L’intégrité physique de plusieurs élus, poussés à la démission par l’armée, est en jeu. La vie de milliers de militants et des populations autochtones dans le pays est menacée par une opposition fasciste et une oligarchie nostalgique des privilèges perdus depuis l’arrivée au pouvoir du premier président amérindien de Bolivie.
(Applaudissements sur les bancs des groupes FI et GDR. – M. Jean Lassalle applaudit également.)
Evo Morales a été poussé à la démission par l’armée et il a dû trouver l’asile politique au Mexique. La France se serait honorée de la lui proposer également. Evo Morales a été expulsé du pouvoir par la force, la sédition et la menace sur la vie de ses proches. Soucieux de garantir la paix civile, il avait même accepté la convocation de nouvelles élections après celles qu’il avait gagnées.
Se taire sur la Bolivie, c’est préparer de nouveaux Bolsonaro. C’est approuver passivement les tweets pathologiques de Donald Trump, qui rêve de putschs permanents contre ses adversaires et de républiques andines où seuls les agents de la CIA pourraient voter.

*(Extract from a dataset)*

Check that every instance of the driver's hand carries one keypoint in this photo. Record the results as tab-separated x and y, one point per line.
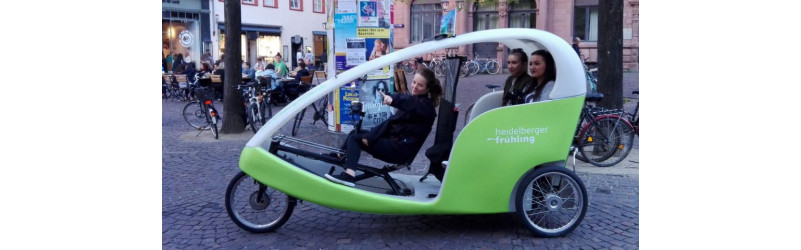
387	98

(« Exactement ! » et applaudissements sur les bancs du groupe FI, ainsi que sur les bancs du groupe GDR. – M. Jean Lasalle applaudit également.)
Monsieur le ministre, vous vous souvenez du Chili assassiné par Pinochet et de l’immense vague de solidarité qui venait alors de France. Nous devons être à la hauteur de notre histoire. Nous vous demandons d’ouvrir l’ambassade et les consulats pour les opposants persécutés. (Mêmes mouvements.)
Le Président Macron doit assurer le président Morales de la solidarité de la France. Nous vous demandons de suspendre toute relation diplomatique avec les putschistes. L’honneur international de la France est en jeu – et pour nous, il pèse plus lourd que quelques mines de lithium que convoitent les Étasuniens ! Monsieur le Ministre,… Merci, madame la députée. La parole est à Mme la secrétaire d’État chargée des affaires européennes.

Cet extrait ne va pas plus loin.